An ingredient checker reads a product's ingredient list and identifies the additives worth knowing about. Paste the list below and you will see every flagged additive, its concern level, a plain-language summary, and a link to the full explainer for each one. If nothing is flagged, the checker says so honestly rather than inventing a problem.
This web tool only knows the additives we have written up. The NoJunk app reads the entire ingredient list with your camera and flags more than 300 ingredients to watch, no typing required.
What this ingredient checker flags
The checker matches the words in your list against a small library of additives that each have a full, sourced explainer on this site. Here are the ones it currently recognizes, with the concern level drawn from what regulators have actually said about each.
| Additive | E-number | Concern |
|---|---|---|
| Red 40 | E129 | High |
| Titanium Dioxide | E171 | High |
| BHA | E320 | High |
| Glyphosate | residue | High |
| Xylitol | E967 | High |
| Sucralose | E955 | Medium |
| Erythritol | E968 | Medium |
| Xanthan Gum | E415 | Medium |
| MSG | E621 | Low |
| Stevia | E960 | Low |
| Citric Acid | E330 | Low |
This library is growing. For a complete reading of any label, including the hundreds of ingredients not yet written up here, scan the product in the app.

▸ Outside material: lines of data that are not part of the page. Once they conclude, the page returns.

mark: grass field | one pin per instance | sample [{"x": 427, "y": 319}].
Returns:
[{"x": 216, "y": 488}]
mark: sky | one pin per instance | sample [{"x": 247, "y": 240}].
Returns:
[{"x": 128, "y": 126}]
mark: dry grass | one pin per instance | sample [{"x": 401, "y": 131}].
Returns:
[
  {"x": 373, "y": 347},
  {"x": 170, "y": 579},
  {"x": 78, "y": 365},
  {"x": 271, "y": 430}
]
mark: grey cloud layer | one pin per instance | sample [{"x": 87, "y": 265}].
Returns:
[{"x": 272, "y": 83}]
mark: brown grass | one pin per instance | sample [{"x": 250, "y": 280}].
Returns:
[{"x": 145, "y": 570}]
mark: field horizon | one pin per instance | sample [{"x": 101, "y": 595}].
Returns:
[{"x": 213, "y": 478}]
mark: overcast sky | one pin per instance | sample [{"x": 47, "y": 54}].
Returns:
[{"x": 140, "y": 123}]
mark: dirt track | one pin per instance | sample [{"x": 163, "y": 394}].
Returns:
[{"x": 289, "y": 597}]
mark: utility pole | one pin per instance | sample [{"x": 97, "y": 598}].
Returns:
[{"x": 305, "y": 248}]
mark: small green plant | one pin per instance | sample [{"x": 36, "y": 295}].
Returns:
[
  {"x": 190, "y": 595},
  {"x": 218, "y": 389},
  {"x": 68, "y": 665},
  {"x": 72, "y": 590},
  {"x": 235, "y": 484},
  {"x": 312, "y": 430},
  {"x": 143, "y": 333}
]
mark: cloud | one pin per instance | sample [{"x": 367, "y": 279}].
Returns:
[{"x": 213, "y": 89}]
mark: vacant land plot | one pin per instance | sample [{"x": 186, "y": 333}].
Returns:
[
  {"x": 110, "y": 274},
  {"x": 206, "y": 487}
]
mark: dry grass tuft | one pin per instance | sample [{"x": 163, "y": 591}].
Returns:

How to read an ingredient list yourself
Ingredients are listed by weight, most first. The first three usually tell you what a product really is. Additives tend to cluster near the end: colors, preservatives, sweeteners, and thickeners. A long list is not automatically bad, but it is worth knowing what each unfamiliar word does. Our ingredient encyclopedia explains the common ones in plain language, and the food additives to avoid guide groups them by what they do.
Frequently asked questions
Common questions about using this ingredient checker.
Is this ingredient checker free?
Yes. It is free, needs no account, and runs entirely in your browser. The list you paste never leaves your device, so nothing you type is uploaded or stored.
Does it catch every additive on the label?
No. This web tool only flags the additives that have a full explainer on this site. It is a starting point, not a complete audit. The NoJunk app reads the entire ingredient list and flags more than 300 ingredients to watch.
What does the concern level mean?
It is a simple guide drawn from what regulators have said about each additive, not a precise health score. High means there is a ban, a warning-label requirement, or a carcinogen classification somewhere. Medium means the science is contested or there is a noted exception. Low means regulators classify it as safe. Each result links to the full detail so you can read the evidence yourself.
Why does the checker say a "safe" additive was flagged?
Flagged means recognized, not condemned. Citric acid and stevia, for example, are flagged as low concern because regulators classify them as safe. The point is transparency: you see what is in the product and can decide for yourself.